Analba Brazão, uma ativista do
SOS Corpo, uma organização feminista do Recife, afirma ser fã do Carnaval. No
entanto, ela diz que a violência contra mulheres é amplificada em eventos de
rua. "As mulheres no Brasil não têm a liberdade de estar na rua. Elas
ficam expostas", diz. "Nossa luta é pelo direito de pode sair em
público e contar com segurança".
Antigas mazelas
Daiane Monteiro, de 29 anos,
estava tomando algo em um café quando o bloco Mulheres Rodadas passou pelo
local na última sexta-feira para um ensaio de pré-Carnaval. A jovem, que toca
um instrumento de sinos chamado agogô em uma das mais tradicionais escolas de
samba do Rio, gostou da iniciativa do grupo, mas disse não achar que o assédio
sexual ainda continua a ser um grande problema no Rio.
No entanto, Daiane Rodrigues
pensa que assumir novos papéis na música não é o bastante. "Mulheres estão
por toda parte nos blocos e escolas de samba, mas elas não se tornam mestres de
baterias, não conduzem as bandas e não tomam decisões", conta.
Raquel Fialho, de 36 anos, vai
tocar o xequerê com o Mulheres Rodadas pela primeira vez neste ano. "Eu vi
eles no ano passado e fiquei encantada", afirma. "Foi algo muito
poderoso, bonito e colorido". Ela sabe que as tradições do Carnaval contam
com décadas de história e que mudar as atitudes será um longo processo: "Não
podemos esperar mudar as ideias em apenas alguns anos."

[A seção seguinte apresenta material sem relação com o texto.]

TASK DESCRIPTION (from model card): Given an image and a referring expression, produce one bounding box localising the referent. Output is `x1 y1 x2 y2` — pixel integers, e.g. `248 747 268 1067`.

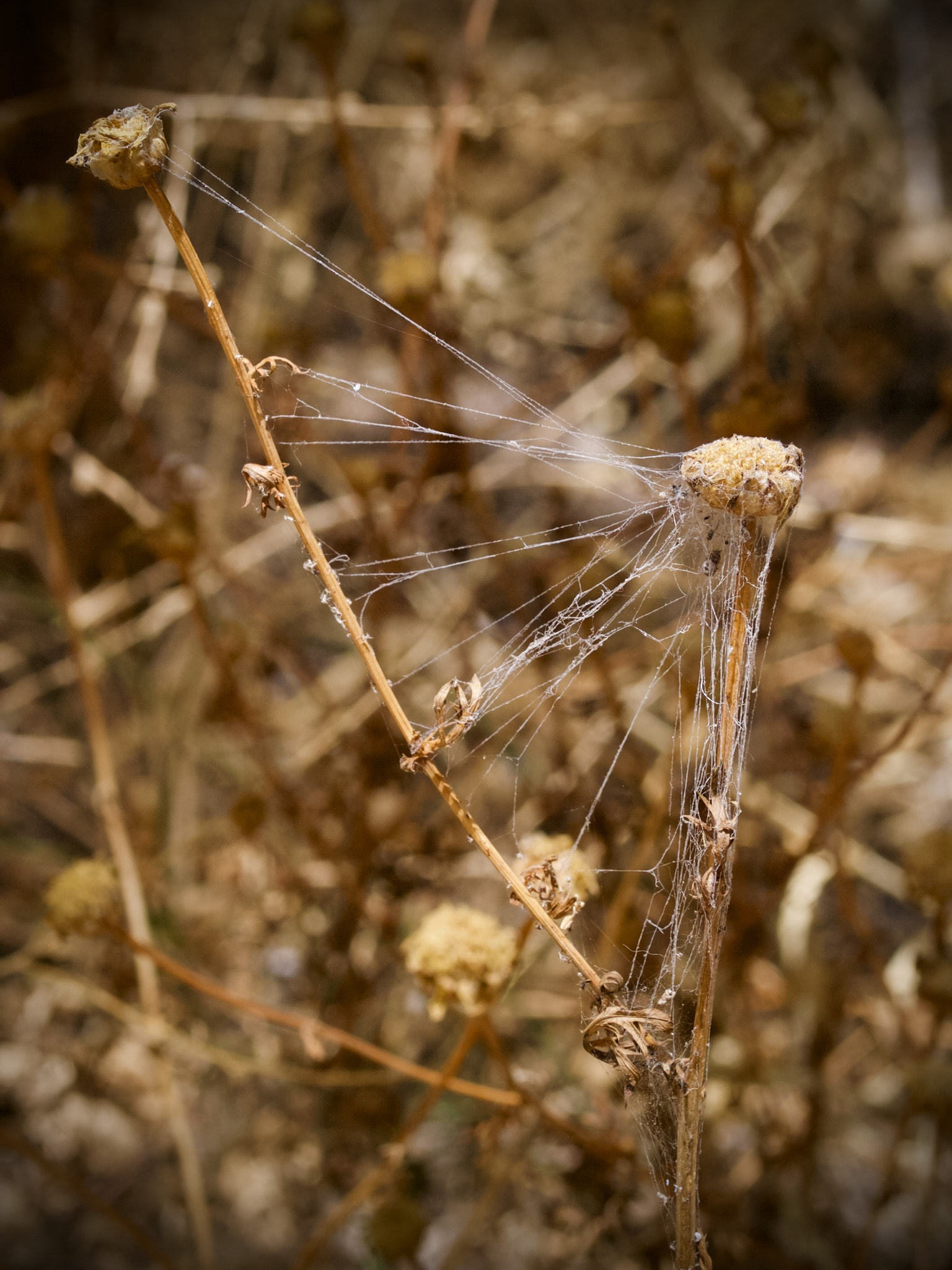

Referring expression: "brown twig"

Muitos no Brasil também temem que
direitos conquistados pelas mulheres estejam sob risco com o presidente Michel
Temer, que lidera o governo mais conservador desde o fim do regime militar.
Quando Temer anunciou o seu primeiro ministério após assumir interinamente, as
pastas não incluíam nenhuma mulher.
Ele também aboliu o status de
ministério das secretarias de Políticas para as Mulheres, de Políticas de
Promoção da Igualdade Racial, e de Direitos Humanos. As responsabilidades das
pastas passaram a ser atribuição do Ministério da Justiça.
"Nosso grupo começou como
uma brincadeira, mas é na verdade muito sério", reforça Renata Rodrigues,
a criadora do bloco.
"O Carnaval é talvez a mais
importante forma de protesto no Brasil."